Ahmet Uzumcu, director-general of the Organization for the Prohibition of Chemical Weapons, said such toxic tools of warfare have an "especially nefarious legacy," from the trenches of World War I to the poison gas attacks in Syria this year.
"You cannot see them. You cannot smell them. And they offer no warning for the unsuspecting," Uzumcu said as he collected the $1.2 million award in Oslo on behalf of the group.
The OPCW was formed to enforce a 1997 international convention outlawing chemical weapons. It worked largely out of the limelight until this year, when it received its most challenging mission to date: overseeing the destruction of Syria's chemical weapons stockpile.
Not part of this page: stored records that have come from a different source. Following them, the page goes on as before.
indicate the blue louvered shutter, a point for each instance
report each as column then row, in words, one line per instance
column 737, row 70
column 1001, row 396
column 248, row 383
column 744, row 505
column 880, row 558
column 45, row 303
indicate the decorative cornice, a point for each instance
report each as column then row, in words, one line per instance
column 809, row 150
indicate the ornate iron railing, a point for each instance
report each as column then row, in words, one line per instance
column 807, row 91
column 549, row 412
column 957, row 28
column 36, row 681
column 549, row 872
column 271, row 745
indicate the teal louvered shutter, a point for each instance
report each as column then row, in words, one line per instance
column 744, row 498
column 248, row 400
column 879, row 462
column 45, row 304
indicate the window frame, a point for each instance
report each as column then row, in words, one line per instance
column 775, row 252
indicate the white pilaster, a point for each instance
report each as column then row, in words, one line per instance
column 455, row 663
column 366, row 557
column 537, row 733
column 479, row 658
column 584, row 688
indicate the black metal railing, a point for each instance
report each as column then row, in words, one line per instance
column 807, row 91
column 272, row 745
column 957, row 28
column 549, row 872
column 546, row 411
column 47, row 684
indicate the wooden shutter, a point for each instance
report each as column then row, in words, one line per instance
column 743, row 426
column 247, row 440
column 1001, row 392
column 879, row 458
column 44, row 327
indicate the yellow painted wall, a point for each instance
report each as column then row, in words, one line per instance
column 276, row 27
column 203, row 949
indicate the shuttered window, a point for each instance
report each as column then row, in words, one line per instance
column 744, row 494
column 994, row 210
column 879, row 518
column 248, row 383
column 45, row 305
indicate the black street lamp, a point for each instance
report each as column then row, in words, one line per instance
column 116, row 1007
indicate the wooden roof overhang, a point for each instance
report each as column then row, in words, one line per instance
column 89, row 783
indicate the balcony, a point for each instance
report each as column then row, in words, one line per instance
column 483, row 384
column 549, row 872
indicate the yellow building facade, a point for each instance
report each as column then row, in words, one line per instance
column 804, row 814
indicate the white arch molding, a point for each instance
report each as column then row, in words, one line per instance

The Nobel Peace Prize was announced on October 11, just days before Syria officially joined the OPCW as its 190th member state.
"It is of course a huge challenge for the OPCW to manage to destroy all these weapons under the conditions of war and chaos prevailing in the country," Nobel committee chairman Thorbjorn Jagland said. "The anonymous inspectors from the OPCW do an extremely important and difficult job."
Both Jagland and Uzumcu paid tribute to the late Nelson Mandela, who shared the Nobel Peace Prize with FW de Klerk in 1993.
Jagland called on the US and Russia to speed up the elimination of their own stockpiles and urged the six countries that have not signed or ratified the chemical weapons convention - Angola, North Korea, Egypt, South Sudan, Israel and Myanmar - to do so.
The Nobel awards in medicine, physics, chemistry and literature were set to be presented in Stockholm later on Tuesday.
The award ceremonies are always held on December 10, the anniversary of prize founder Alfred Nobel's death in 1896.